ADepending on the time of year, and what else is going on in my kitchen, I could not leave butter out overnight and expect it to work. Each kitchen and environment is different. If whipping butter separately gave me the texture and temp I needed for the results I wanted, I would do it. Extra clean up, as it may be. Temperature manipulation of the butter is key to smbc as it is for the smoothing and decoration as well.

Eachna Posted 31 Mar 2014 , 3:11pm
post #8 of 15
Quote:
Originally Posted by Rfisher 

Depending on the time of year, and what else is going on in my kitchen, I could not leave butter out overnight and expect it to work. Each kitchen and environment is different. If whipping butter separately gave me the texture and temp I needed for the results I wanted, I would do it. Extra clean up, as it may be. Temperature manipulation of the butter is key to smbc as it is for the smoothing and decoration as well.

 

When it's very hot I leave things to sit in my (unheated) laundry to be at a cool-ish room temperature. This would be equivalent to putting it in the garage, except there's no room for people in there (wall-to-wall stuff). I live in Australia, which gets quite hot, and my laundry is _always_ cool. It's a big cement and tile room with no windows.

 

I clip them inside a Rubbermaid cake carrier if they need to stay extra "clean".

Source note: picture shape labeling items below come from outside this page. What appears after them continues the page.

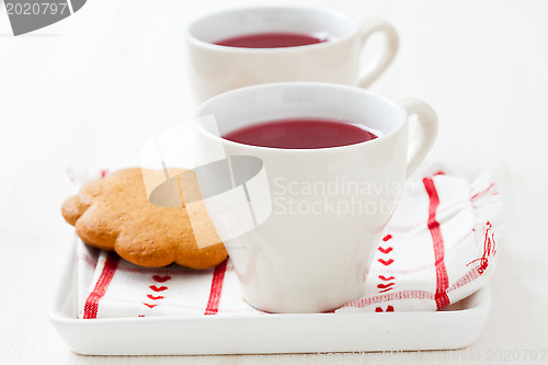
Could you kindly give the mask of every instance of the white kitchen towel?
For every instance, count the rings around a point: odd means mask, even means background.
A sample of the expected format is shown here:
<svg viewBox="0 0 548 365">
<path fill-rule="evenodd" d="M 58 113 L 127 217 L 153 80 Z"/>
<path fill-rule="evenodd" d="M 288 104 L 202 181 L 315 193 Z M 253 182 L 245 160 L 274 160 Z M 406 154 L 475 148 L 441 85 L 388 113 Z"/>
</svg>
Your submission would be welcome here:
<svg viewBox="0 0 548 365">
<path fill-rule="evenodd" d="M 499 210 L 489 172 L 469 183 L 452 167 L 423 168 L 406 183 L 362 297 L 333 312 L 438 310 L 473 294 L 494 269 Z M 80 318 L 265 315 L 242 299 L 230 260 L 148 269 L 77 244 Z"/>
</svg>

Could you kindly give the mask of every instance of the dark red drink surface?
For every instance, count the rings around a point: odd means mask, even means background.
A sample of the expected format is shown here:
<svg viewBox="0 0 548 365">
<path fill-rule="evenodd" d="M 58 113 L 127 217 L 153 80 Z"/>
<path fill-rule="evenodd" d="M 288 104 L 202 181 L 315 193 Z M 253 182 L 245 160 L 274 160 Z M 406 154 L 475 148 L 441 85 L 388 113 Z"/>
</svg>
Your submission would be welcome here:
<svg viewBox="0 0 548 365">
<path fill-rule="evenodd" d="M 214 44 L 241 48 L 281 48 L 308 46 L 326 41 L 328 39 L 300 33 L 256 33 L 221 39 Z"/>
<path fill-rule="evenodd" d="M 315 149 L 359 144 L 377 136 L 357 124 L 309 117 L 262 122 L 222 138 L 260 147 Z"/>
</svg>

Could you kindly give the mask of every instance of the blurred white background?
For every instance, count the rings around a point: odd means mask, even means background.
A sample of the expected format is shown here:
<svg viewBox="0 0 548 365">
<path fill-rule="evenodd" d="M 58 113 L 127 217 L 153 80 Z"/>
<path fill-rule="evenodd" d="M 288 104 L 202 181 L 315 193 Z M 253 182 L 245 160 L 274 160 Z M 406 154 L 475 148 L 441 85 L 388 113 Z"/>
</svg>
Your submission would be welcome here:
<svg viewBox="0 0 548 365">
<path fill-rule="evenodd" d="M 250 3 L 261 1 L 230 5 Z M 370 89 L 431 103 L 441 128 L 429 159 L 455 163 L 470 178 L 490 168 L 503 194 L 492 312 L 482 337 L 466 352 L 548 350 L 543 281 L 548 276 L 543 231 L 548 220 L 548 2 L 294 3 L 326 5 L 358 20 L 381 18 L 396 26 L 400 52 Z M 47 321 L 58 258 L 72 230 L 59 213 L 73 193 L 65 170 L 70 163 L 137 166 L 144 140 L 189 118 L 196 105 L 186 82 L 185 25 L 227 5 L 220 0 L 89 0 L 72 16 L 18 37 L 0 7 L 0 363 L 110 363 L 73 355 Z M 366 52 L 375 53 L 377 45 L 372 42 Z M 443 358 L 439 354 L 260 358 L 419 363 Z M 256 361 L 184 361 L 221 358 Z M 180 360 L 112 358 L 129 361 Z"/>
</svg>

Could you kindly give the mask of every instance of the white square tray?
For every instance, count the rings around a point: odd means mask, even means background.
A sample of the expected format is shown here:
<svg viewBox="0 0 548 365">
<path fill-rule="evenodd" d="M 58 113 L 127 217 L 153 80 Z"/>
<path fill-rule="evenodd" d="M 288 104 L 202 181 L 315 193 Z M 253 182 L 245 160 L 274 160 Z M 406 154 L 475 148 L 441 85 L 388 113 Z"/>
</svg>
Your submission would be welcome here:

AnnieCahill Posted 1 Apr 2014 , 6:21pm
post #9 of 15

Our house stays consistently in the high 60s and it works just fine.  It's "bendable" which is perfect for scratch baking or IMBC making.

AZCouture Posted 1 Apr 2014 , 7:13pm
post #10 of 15

ARebel here...I put it in cold most times. Then I fix it afterward if need be.

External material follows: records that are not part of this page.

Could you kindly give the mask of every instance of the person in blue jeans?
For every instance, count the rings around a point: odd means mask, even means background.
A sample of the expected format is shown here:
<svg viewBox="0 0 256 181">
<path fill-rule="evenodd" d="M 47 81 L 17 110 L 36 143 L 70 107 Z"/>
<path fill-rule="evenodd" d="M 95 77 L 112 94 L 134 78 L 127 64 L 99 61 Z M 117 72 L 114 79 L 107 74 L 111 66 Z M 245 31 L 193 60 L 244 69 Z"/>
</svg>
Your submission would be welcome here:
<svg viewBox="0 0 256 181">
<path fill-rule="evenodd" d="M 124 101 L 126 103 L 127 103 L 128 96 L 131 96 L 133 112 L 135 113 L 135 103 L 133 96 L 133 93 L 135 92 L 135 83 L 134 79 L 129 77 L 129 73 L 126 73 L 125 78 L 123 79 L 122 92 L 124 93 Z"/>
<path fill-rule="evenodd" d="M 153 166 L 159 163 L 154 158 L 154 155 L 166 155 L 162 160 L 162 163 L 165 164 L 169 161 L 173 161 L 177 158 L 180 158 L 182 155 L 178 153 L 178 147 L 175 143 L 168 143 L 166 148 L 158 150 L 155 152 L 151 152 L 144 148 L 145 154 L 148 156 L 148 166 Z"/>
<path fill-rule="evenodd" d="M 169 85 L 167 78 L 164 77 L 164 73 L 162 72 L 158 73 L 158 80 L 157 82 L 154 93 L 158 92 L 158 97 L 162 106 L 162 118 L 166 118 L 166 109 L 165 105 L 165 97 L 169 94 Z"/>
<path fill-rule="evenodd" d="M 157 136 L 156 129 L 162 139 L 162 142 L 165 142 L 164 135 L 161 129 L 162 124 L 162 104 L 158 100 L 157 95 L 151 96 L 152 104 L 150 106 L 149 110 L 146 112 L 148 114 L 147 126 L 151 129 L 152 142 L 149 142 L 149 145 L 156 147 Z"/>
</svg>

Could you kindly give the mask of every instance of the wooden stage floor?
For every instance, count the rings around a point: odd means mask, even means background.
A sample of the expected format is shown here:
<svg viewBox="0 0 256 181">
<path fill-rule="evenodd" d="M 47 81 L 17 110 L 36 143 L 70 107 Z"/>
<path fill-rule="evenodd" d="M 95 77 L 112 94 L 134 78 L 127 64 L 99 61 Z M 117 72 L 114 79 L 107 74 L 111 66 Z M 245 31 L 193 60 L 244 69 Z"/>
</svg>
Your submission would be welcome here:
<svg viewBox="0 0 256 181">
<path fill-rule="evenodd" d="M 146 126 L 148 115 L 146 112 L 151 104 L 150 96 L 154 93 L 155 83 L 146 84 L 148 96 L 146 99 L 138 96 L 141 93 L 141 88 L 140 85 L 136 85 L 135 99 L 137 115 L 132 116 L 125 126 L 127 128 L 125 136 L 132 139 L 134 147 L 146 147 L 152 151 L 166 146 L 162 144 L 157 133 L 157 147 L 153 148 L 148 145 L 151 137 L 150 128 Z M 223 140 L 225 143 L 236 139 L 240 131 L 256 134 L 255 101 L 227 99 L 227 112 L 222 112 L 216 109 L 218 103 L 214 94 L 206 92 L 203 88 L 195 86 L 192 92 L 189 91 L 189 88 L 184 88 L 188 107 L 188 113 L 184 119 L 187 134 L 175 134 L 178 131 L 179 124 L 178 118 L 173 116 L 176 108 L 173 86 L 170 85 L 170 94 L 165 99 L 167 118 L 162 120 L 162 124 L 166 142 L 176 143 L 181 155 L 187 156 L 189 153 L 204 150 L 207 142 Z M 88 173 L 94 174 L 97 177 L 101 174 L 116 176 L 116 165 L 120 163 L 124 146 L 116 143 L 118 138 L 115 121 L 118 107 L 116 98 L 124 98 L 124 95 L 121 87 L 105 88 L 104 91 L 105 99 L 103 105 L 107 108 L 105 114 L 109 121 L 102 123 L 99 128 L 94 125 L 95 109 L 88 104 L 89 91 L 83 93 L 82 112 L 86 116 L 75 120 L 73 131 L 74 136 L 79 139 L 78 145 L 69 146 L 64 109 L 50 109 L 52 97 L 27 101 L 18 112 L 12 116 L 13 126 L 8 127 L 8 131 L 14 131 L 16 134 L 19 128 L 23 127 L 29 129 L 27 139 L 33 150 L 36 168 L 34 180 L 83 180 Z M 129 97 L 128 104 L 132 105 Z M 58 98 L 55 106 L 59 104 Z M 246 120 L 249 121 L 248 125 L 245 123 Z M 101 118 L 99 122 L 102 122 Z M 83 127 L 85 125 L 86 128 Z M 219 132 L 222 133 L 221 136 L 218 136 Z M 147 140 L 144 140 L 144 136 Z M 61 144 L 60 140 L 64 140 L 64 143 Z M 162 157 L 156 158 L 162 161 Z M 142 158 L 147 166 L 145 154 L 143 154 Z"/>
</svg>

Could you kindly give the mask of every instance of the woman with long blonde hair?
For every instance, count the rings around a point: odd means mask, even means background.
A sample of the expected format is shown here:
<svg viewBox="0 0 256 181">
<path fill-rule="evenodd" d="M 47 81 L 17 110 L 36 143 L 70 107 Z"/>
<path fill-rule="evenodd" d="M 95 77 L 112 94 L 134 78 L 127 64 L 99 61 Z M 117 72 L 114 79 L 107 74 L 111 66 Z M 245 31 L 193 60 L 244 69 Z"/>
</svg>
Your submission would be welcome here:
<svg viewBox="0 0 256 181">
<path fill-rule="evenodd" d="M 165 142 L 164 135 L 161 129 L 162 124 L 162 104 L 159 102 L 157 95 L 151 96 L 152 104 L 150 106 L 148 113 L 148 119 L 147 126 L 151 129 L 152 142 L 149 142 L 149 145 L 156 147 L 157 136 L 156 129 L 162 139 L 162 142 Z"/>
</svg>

Pastrybaglady Posted 4 Apr 2014 , 3:39pm
post #11 of 15

A

Original message sent by AZCouture

Rebel here...I put it in cold most times. Then I fix it afterward if need be.

Wow! How do you fix it if the butter is too cold? Oh the mysteries of SMBC.

thecakewitch Posted 4 Apr 2014 , 3:43pm
post #12 of 15

AA blow torch is a handy tool.

AZCouture Posted 4 Apr 2014 , 3:50pm
post #13 of 15

A

Original message sent by Pastrybaglady

Wow! How do you fix it if the butter is too cold? Oh the mysteries of SMBC.

Because the meringue is usually still warm enough to melt the butter down. If it doesn't quite make it, or I want it softer, I put the bowl over an open flame on the stove for a bit and melt it down to soup, maybe just a cup or so, and rewhip until it's the consistency I want. It's more of a laziness thing, not wanting to take butter out early.

Pastrybaglady Posted 4 Apr 2014 , 5:16pm
post #14 of 15

Ah, that's like how I thaw frozen SMBC.  I like the blow torch idea too, gotta get me one of those.

AZCouture Posted 4 Apr 2014 , 7:01pm
post #15 of 15

AYeah, I can convert six quarts of frozen SMBC to creamy goodness in 5 minutes flat. One learns the quickest short cuts for stuff after years and years of the tedious work!